The one study that clearly identified a measured dissolved fraction (LISEC, 1999), also reported a 48h-EC50 of 0.99 mg/L which is well above the solubility of iron; observed effects could therefore be related to precipitation onto the test organisms.


 


In addition, three acute studies with D. magna, equivalent to OECD 202, were conducted with insoluble iron compounds (iron(II,III) oxides, iron hydroxide oxide) and no effects were observed at the highest test concentrations which ranged between 10-100 g/L test material (nominal values).
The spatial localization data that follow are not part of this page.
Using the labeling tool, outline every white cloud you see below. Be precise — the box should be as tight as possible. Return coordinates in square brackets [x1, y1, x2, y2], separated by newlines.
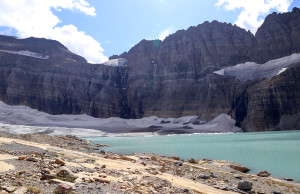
[0, 0, 108, 63]
[215, 0, 293, 34]
[158, 27, 174, 41]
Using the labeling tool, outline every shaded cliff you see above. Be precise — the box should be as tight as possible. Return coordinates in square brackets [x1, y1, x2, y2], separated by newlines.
[1, 8, 300, 131]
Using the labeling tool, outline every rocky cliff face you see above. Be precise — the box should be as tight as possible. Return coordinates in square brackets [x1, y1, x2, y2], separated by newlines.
[1, 8, 300, 132]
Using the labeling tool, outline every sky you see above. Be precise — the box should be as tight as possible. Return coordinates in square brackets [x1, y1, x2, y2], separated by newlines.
[0, 0, 299, 64]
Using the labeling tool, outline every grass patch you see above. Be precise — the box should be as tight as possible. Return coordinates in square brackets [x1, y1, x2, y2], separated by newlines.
[28, 186, 41, 193]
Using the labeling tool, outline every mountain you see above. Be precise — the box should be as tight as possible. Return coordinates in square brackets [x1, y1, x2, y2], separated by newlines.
[0, 8, 300, 132]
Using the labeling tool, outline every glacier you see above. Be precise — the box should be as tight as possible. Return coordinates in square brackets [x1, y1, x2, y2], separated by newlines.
[214, 53, 300, 82]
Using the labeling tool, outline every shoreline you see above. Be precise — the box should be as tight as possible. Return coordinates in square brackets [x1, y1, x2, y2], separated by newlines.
[0, 131, 299, 193]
Key value for chemical safety assessment

Additional information

Available data suggest that iron salts are relatively non-toxic and this was sufficient for the EU Classification and Labelling Committee to determine that there was no need for classification of iron salts. It was also concluded that iron massive and sparingly soluble forms of iron are highly insoluble and non-hazardous.


 


All of the identified studies used test solutions with iron concentrations above that of its solubility limit. Due to physical effects of precipitated material, some of these studies are meaningless for the investigation of intrinsic toxicity. Iron ions released to surface waters quickly form insoluble iron hydroxides in mixing zones. These positively charged iron colloids will react with the negatively charged mucus that lines the respiratory system, or could result in fouling of feeding appendages.


 


Iron has complex redox chemistry. In very special conditions transient iron species can be formed that cause toxicity. These conditions, however, are not typical of most ambient conditions and are more representative of specific mixing zones. In ambient conditions, the dissolved natural background concentrations of iron, in most cases, are at equilibrium, therefore addition of iron would lead to the precipitation of iron compounds from solution. Adverse effect caused by these precipitates (e.g., smothering, shading, etc) do not represent the intrinsic toxicity of iron (Jackson, Versfeld & Adams 2010, Peters, Brown & Merrington 2010).